Eventlog monitoring using Patrol Agent

pe1pbu

Does anyone have a best practice for an MSP environment to monitor Windows Eventlogs with a filter option, that allows using the KM without having to manage a huge ruleset? We have different customers, each with different demands regaring eventlog monitoring, and using the Agent config variables it is more admin load than I can even consider handling.

  • 1. Re: Eventlog monitoring using Patrol Agent
    Danny Tharby

    Best Practice depends on the environment, there is no right or wrong answer to what should be monitored.

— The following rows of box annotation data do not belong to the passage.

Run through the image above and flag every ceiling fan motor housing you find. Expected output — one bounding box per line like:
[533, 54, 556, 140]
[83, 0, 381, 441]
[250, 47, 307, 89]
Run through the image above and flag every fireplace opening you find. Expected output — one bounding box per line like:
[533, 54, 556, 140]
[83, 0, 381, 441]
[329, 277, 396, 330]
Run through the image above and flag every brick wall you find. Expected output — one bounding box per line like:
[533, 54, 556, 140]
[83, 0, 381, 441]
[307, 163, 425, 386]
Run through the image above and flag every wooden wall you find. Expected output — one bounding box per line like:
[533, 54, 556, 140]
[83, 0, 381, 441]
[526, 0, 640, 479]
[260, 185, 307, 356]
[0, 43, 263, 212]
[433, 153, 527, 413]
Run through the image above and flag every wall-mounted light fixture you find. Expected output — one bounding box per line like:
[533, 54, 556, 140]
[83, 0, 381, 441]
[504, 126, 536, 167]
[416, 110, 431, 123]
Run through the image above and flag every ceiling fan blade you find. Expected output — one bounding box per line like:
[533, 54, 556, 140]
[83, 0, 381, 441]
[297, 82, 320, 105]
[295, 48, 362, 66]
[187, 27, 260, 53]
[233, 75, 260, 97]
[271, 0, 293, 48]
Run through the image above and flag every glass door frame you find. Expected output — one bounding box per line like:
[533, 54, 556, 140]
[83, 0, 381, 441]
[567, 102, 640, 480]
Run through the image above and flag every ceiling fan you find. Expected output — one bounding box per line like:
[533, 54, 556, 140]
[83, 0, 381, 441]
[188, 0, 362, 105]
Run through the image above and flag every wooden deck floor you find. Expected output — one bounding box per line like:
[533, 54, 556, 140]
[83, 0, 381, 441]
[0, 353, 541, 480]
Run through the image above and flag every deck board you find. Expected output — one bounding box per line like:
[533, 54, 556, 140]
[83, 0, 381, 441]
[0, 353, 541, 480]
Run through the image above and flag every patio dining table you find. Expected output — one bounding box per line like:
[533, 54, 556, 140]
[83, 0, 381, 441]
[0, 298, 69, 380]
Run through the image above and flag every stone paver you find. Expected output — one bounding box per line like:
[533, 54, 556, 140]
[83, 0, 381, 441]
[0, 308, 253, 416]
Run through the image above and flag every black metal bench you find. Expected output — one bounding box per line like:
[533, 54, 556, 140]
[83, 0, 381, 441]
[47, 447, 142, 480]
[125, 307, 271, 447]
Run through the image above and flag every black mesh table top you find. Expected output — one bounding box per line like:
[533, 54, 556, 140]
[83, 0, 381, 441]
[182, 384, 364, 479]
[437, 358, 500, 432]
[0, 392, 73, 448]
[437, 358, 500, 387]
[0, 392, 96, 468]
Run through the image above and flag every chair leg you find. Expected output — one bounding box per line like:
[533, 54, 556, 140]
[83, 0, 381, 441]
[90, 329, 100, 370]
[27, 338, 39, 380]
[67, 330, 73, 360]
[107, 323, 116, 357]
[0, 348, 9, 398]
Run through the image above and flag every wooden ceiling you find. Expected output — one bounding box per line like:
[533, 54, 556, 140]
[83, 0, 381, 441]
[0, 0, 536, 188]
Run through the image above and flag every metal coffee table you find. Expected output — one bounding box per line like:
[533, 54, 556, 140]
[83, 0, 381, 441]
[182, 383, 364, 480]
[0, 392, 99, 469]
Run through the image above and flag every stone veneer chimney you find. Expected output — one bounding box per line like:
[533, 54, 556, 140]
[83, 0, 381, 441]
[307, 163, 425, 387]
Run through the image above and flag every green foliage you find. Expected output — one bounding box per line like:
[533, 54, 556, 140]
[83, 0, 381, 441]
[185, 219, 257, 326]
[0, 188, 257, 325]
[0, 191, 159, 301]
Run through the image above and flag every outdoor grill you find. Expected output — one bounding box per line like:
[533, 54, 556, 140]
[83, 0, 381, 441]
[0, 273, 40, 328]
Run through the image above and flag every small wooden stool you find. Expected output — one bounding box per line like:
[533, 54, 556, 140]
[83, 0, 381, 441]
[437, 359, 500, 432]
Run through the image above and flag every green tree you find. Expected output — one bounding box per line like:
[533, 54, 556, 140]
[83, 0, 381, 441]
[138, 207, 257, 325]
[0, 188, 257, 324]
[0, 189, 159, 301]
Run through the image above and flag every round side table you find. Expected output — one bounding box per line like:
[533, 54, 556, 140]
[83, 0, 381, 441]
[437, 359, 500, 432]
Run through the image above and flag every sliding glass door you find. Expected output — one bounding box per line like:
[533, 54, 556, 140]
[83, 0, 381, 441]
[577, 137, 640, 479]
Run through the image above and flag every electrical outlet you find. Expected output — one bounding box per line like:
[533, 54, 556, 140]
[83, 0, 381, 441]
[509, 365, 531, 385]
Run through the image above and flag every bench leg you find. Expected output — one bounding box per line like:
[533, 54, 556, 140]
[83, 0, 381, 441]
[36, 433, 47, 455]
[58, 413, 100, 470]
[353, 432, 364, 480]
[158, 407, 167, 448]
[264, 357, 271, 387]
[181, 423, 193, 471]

    Speak with the admins and ask them what they want, and then just add the specifics.

    Do it for one agent, then use PCM to get the rulesets so that you can push these out to other agents.

    Modify them for different servers etc.... shouldn't be too bad - that's how i have done it in the past.

    HTH
    Dan

  • 2. Re: Eventlog monitoring using Patrol Agent
    Noah Hester

    I agree that replicating/updating event log rules could be easier, for example,in the 'childlist" portion of the new rule, if you forget to change REPLACE with MERGE in the new rule you will wipe out the existing filters.

    Also having to capture a before and then the after, then doing a PCM compare to get the difference - all of that should be wizardized-automagic for us.